The heavily armed police officer in riot gear was not amused.
"You guys are in the middle of a war zone," he told Daily RFT. We -- along with two other journalists and two Ferguson residents -- had just emerged from a wall of shrubbery 50 feet away from the officer, who stood watch with several other heavily-armed cops in a grassy lot overlooking the beleaguered suburb. We had crept into the restricted area through a hole in a fence and down a muddy path. He ordered us to leave.
"You guys gotta realize that if you guys get your butts in a jam, we can't come get you. You guys are going to have to roll out."
The officer may not have realized the irony of his statement. Last night, scores of Ferguson and north county residents encountered an aggravating "jam" of their own, one caused by police blockades at major intersections and a highway exit. Many found themselves trapped in an aimless search for an unobstructed route home.
Police and SWAT forces were out in force in Ferguson last night, and they used armored vehicles, rubber bullets and tear gas to clear groups of protesters and pedestrians from roads, parking lots and, occasionally, residents' own backyards.
But it wasn't just the heavy weaponry and drifting clouds of gas that made Ferguson, as the not-amused officer put it, look like a "war-zone": Police used flares and vehicles to block the Interstate 70 exit to Lucas Hunt Road, cutting off the easiest southern access to Ferguson.
A phalanx of police vehicles also blocked the intersection of Ferguson and Florissant Avenues. Officers turned back all motorized and pedestrian traffic with blinding hi-beams and shouted orders, but that included residents of nearby apartments.
"Why the fuck do they got our apartment complex blocked off?" one woman shouted as she pulled a hard U-turn and sped back the way she came. There are no other street routes into the complex.
Another major area of police attention last night was the stretch West Florissant Avenue south of Chambers Road. Around 10 p.m., police responded to a group of protesters holding signs and chanting by pushing north on the street with an armored personnel carrier. Officers ran alongside carrying tear gas launchers. A few of the protesters threw rocks at the police before retreating.
After clearing the street, police set up another blockade near the intersection of Nesbit Drive. Only residents with an ID showing an address in southern Ferguson were allowed to pass, but not all drivers have their current address listed on their license. Daily RFT watched as police turned away a woman who said she lived on the other side of the checkpoint because her licence didn't show the right address. Officers manning the checkpoint refused to let anyone (including the media) pass.

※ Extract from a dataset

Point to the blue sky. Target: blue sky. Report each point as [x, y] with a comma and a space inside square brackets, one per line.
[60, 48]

Many of the Ferguson's suburban streets curve into cul-de-sacs, and no instruction was given to drivers as what routes were still open. We're trying to confirm which (if any) of these blockades are still up, or if more will be set up tonight. We'll update this story when we know more.
For background on the chaos in Ferguson and the slaying of 18-year-old Michael Brown, check out RFT's previous coverage.
Update 3:30 p.m..: St. Louis County Police Department spokesman Brian Schellman tells Daily RFT that all the roadblocks in Ferguson have been removed. Still, it's possible that police will target other streets, exits and intersections depending how the situation plays out tonight.
"We put [roadblocks] up because of the intelligence that's gathered," says Schellman. "If that happens tonight we'll try to get those locations out to the media."